- Oczekiwałem, że usłyszę z tej trybuny premiera rządu Rzeczypospolitej Polskiej, a usłyszałem doradcę bądź aspiranta do doradcy księcia - powiedział Ludwik Dorn podczas debaty nad informacją Donalda Tuska na temat przyszłości Unii Europejskiej. Jak ocenił, premier jest w tej chwili "najważniejszym przywódcą Polski lokalno-tubylczej".
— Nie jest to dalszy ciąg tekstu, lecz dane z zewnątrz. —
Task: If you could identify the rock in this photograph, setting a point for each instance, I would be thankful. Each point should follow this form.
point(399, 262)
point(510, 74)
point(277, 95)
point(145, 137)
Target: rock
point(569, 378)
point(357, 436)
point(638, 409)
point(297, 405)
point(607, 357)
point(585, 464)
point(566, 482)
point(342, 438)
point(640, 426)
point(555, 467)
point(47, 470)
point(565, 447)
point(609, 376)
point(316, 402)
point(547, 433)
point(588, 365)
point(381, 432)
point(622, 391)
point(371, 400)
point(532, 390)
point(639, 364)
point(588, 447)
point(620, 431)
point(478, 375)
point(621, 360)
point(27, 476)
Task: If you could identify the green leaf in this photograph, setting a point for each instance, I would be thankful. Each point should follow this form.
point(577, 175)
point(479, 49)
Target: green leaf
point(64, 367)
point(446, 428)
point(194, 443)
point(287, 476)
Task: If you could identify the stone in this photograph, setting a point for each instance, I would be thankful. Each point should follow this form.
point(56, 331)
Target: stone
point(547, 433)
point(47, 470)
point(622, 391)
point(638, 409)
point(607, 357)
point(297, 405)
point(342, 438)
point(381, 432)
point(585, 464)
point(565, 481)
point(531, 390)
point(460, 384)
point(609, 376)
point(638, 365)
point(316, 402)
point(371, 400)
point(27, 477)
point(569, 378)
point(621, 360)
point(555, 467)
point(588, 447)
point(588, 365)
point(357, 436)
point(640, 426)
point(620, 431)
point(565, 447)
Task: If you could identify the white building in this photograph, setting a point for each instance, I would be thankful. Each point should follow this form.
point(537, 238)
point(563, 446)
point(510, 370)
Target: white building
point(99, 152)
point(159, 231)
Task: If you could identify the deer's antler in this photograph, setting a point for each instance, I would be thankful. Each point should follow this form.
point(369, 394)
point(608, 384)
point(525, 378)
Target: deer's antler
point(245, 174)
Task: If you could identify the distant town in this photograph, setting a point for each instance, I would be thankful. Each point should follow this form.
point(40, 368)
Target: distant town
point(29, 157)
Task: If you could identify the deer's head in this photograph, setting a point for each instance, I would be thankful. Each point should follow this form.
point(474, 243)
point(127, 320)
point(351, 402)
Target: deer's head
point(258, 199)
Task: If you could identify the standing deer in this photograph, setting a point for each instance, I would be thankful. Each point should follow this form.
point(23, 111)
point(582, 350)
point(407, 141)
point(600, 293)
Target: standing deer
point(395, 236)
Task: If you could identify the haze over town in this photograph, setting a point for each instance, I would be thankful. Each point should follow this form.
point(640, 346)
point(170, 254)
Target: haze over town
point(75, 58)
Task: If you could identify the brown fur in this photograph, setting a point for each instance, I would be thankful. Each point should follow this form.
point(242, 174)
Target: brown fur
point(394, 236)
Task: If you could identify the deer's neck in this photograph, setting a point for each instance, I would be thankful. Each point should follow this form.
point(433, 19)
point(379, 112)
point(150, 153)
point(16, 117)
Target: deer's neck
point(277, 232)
- Oczekiwałem, że usłyszę z tej trybuny premiera rządu Rzeczypospolitej Polskiej, a usłyszałem doradcę bądź aspiranta do doradcy księcia, kogoś, kto chce uzyskiwać wpływy dla siebie, ale także dla własnego kraju, jako doradcy i zausznika możniejszego - powiedział Dorn.
Pan jest w tej chwili najważniejszym przywódcą Polski lokalno-tubylczej Ludwik Dorn, Solidarna Polska
Poseł, który dziś przystąpił do klubu Solidarnej Polski, zwrócił uwagę, że zdaniem Tuska podjęcie "wiążącej deklaracji intencji" na unijnym szczycie "było umacnianiem pozycji Polski i pokazaniem, że jak rząd polski jedzie do Brukseli, to ma mocny mandat".
Dorn zauważył, że "nie tak postąpiło wielu innych premierów". Wymieniając szefów rządów Szwecji, Bułgarii, Czech i Węgier stwierdził, że powiedzieli oni: "to są interesujące koncepcje (...), ale nam potrzebna jest konsultacja z parlamentem narodowym".
Przywódca "lokalno-tubylczy"
- Ta mniej premierowska, nieco doradcza i zausznikowska rola, w której pan premier występuje i w Brukseli, i z tej trybuny wiąże się z dwiema koncepcjami Europy, ale też dwiema koncepcjami Polski - powiedział Dorn. Jego zdaniem, chodzi o koncepcje: Polski lokalno-tubylczej, "przywiązanej do tożsamości kulturowej bardziej na poziomie sentymentalno-folklorystycznym" oraz Polski narodowej, podtrzymującej ideę Polski jako bytu politycznego.
- Pan jest w tej chwili najważniejszym przywódcą Polski lokalno-tubylczej - zwrócił się poseł SP do Tuska. W ocenie Dorna, koncepcję Polski narodowej reprezentuje Solidarna Polska i Prawo i Sprawiedliwość.